Nach Arnold und M. Chr. Lehmann.
2. Entstehung der Orte in Annabergs Umgegend.
Die Ansiedelungen im oberen Erzgebirge sind von sehr verschiedenem Alter. Es läßt sich die Zeit der Gründung der einzelnen Städte und Dörfer nur annähernd bestimmen. Im allgemeinen gilt, daß die Bebauung für das Gebirge später eintrat, als für das Niederland und der Bergbau auch in ältester Zeit Anlaß gab, die sonst gemiedene Wald- und Berggegend zur Wohnstätte zu wählen. Aus der Benennung, welche man den Ansiedelungen gab, läßt sich schließen, daß z. B. die Städte des oberen Gebirges: Lößnitz, Zwönitz, Zöblitz, Schlettau bereits während der Zeit der Sorben-Wenden, also vor dem 10. Jahrhundert gegründet worden sind.
Um das Jahr 1173 wurde das Kloster Zelle bei Aue durch Mönche aus dem Kloster zu Zelle bei Freiberg gegründet. – Vorher, im 11. Jahrhundert, mögen zum Schutz und Trutz die Burgen Wolkenstein und Schwarzenberg mit den sich anschließenden Stadtgründungen entstanden sein. Elterlein scheint seine Entstehung dem Bergbaue auf Eisen im 12. Jahrhundert zu verdanken.

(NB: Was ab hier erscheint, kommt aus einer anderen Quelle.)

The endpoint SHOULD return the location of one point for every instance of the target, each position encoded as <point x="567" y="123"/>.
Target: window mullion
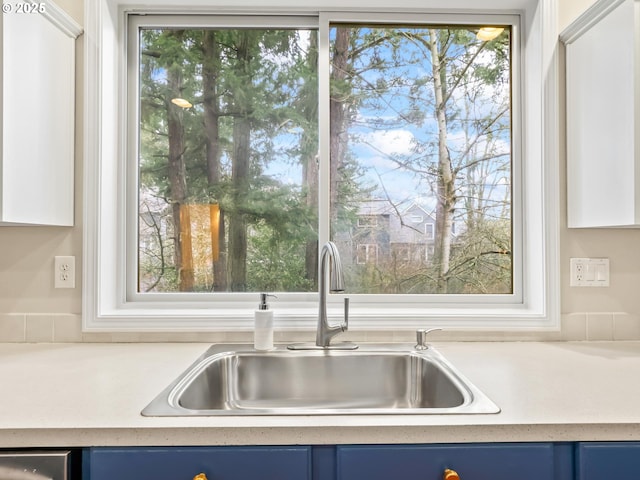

Unter Markgraf Heinrich dem Erlauchten, vielleicht auch früher, entstand westlich von Elterlein die Ansiedelung von Grünhain. Daselbst stiftete, wahrscheinlich 1238, Meinherr II., Graf zu Hartenstein und Burggraf zu Meißen, das Kloster Grünhain und stattete dasselbe 1240 mit zehn Dörfern der Umgegend aus. Später kamen teils durch Kauf, teils durch Schenkung noch andere Besitzungen hinzu, sodaß eine große Anzahl Städte und Dörfer dem Kloster gehörten und sein Gebiet im 15. Jahrhundert sich bis unterhalb Zwickau und einige Meilen nach Böhmen hinein erstreckte. – Außer dem Kloster Grünhain gehört dem 13. Jahrhundert noch die Entstehung der Stadt Ehrenfriedersdorf, d. i. Herrenfriedersdorf, um 1240 an.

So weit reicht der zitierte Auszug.